Despite dairy accounting for about half of the state’s overall agricultural economy, a category referred to as “miscellaneous food” led Wisconsin in exports for 2020; it includes food like sauces, mustards, ice cream and soups.

The state has already been supporting Wisconsin companies seeking to sell ag goods overseas through the ag department’s International Agribusiness Center; it provides technical consulting, identifies potential markets and offers other services.

A really important component of the $5 million in state funding is its flexibility, Romanski said. Typically the agribusiness center receives federal dollars or money from third-party organizations earmarked to a specific product or to go after a specific country. The state money widens the scope of activities the center can engage in.

“We can be strategic in finding other types of products or other countries that we can now approach that we might not have been able to with the narrower source of funding,” he said.

The Wisconsin Legislature gave direction that half the $5 million should be spent to promote dairy, and $1.25 million each on meat and crops. To grow exports by 25 percent it will be important to both strengthen existing foreign markets and expand into new countries, Romanski said. For example there are opportunities to make inroads in the post-Brexit United Kingdom, which imports a majority of its food.

Zuleger said for whatever reason, demand for Mozzarella cheese is growing fast in Southeast Asia.

“I get excited about the opportunity to really go after the export markets,” he said.

But John Umhoefer, executive director of the Wisconsin Cheese Makers Association, said making the switch from solely selling domestically to selling internationally can be a barrier for cheesemakers.

“To us one of the big functions this legislation can provide is personal hands-on assistance with our cheesemakers to help them understand all the logistics, and to work through the logistics and paperwork to move products overseas,” he said.

Venturing into exporting isn’t necessarily difficult, Digman said. But there’s a learning curve, from country-specific paperwork to ensuring products are culturally and religiously appropriate. For example the size of refrigerators in some countries is smaller than American refrigerators, requiring cheese to be packaged in smaller quantities.

“When you’re looking at growing your customer base, it’s the biggest untapped market that we have for ag exports,” he said.

Genex Cooperative of Shawano, Wisconsin, is in the dairy- and beef-genetics industry, selling frozen bull semen for artificial inseminations around the world. The company sells millions of units annually, shipping about 65 percent to other countries, said Dean Gilge, vice-president of international marketing for Genex. Demand continues to grow; Genex plans to hire more employees at its Shawano and Watertown facilities in Wisconsin, where several-hundred are already employed.
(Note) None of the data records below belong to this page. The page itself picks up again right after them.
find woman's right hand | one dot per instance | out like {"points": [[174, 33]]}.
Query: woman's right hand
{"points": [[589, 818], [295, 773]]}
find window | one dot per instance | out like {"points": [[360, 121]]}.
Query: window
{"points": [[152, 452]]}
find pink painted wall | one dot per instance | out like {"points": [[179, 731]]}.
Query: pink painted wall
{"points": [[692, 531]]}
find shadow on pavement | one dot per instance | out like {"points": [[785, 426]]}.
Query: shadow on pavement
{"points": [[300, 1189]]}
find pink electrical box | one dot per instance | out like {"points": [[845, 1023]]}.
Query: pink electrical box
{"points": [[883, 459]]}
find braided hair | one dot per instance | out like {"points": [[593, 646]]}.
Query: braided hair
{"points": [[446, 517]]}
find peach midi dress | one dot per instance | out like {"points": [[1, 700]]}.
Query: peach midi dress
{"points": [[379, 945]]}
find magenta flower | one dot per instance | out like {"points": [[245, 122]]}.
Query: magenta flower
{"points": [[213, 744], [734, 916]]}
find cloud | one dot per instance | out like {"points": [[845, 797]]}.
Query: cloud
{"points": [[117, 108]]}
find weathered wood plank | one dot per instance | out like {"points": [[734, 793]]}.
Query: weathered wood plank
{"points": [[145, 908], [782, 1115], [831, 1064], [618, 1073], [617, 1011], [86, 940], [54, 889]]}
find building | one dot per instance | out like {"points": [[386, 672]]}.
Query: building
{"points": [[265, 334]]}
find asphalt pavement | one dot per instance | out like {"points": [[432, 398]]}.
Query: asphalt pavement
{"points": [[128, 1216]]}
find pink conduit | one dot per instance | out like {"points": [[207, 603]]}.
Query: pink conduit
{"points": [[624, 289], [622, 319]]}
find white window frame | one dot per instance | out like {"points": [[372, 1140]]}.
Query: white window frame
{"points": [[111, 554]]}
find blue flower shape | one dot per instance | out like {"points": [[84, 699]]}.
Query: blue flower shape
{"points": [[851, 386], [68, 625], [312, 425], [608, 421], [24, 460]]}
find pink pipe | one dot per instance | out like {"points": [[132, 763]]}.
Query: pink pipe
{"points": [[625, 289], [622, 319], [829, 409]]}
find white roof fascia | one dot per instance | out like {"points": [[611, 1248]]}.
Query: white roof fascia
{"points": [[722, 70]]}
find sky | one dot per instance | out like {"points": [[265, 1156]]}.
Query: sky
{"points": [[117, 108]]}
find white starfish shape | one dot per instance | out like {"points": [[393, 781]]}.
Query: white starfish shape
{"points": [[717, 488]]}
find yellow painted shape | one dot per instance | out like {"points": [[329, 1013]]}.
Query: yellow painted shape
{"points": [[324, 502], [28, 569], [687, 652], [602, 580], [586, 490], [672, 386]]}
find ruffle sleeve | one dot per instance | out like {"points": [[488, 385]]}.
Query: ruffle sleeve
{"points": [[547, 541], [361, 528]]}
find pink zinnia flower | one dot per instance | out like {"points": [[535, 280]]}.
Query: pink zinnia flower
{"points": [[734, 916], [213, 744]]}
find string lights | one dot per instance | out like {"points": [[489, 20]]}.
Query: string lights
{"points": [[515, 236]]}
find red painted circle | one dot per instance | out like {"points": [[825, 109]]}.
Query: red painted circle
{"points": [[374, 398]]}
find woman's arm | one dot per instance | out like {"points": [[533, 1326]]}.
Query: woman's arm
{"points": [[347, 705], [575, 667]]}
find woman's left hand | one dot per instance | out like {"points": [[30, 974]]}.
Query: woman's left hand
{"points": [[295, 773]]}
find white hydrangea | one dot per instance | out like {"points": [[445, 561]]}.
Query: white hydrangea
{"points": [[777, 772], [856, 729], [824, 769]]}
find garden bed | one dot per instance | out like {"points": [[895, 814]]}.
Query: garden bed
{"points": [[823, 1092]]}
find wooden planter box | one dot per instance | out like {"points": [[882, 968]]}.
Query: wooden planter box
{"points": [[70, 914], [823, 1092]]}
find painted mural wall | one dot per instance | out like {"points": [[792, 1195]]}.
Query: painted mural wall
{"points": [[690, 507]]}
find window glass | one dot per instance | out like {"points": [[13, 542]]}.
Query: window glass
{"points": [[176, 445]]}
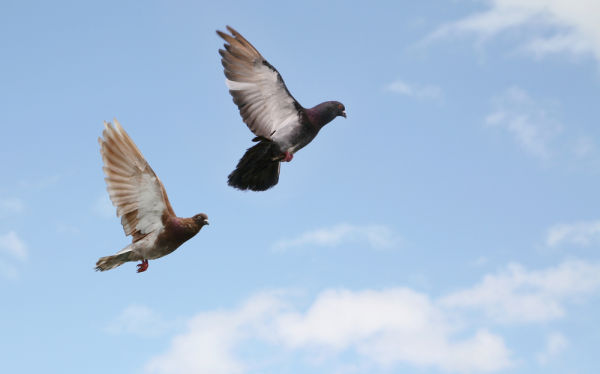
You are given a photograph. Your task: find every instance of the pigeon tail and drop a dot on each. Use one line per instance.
(111, 262)
(258, 169)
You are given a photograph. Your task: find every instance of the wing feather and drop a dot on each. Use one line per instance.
(133, 187)
(257, 88)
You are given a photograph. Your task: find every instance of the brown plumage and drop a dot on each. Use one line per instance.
(142, 203)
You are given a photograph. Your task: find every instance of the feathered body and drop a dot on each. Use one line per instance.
(281, 125)
(142, 203)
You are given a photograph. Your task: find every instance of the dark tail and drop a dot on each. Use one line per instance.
(258, 169)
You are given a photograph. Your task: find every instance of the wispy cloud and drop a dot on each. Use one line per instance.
(556, 343)
(527, 121)
(516, 295)
(583, 233)
(384, 328)
(377, 236)
(541, 27)
(414, 90)
(139, 320)
(11, 205)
Wisconsin leads the country in the semen industry, exporting $160 million worth of bull semen in 2020 – more than twice as much as second-ranked Ohio. International sales of Wisconsin bull semen almost doubled in value from 2016 to 2020.

Gilge said he hopes to see the state further educate international buyers at trade shows regarding American cow genetics, which he calls the “gold standard” because vast amounts of genetic data can predict traits like utter composition and eating efficiency.

“It’s a global competition for the genetics,” he said. “There is a bit of a threshold that you hit within the United States. The rest of the world is bigger than the United States, and that’s where a lot of money is made in the export market.”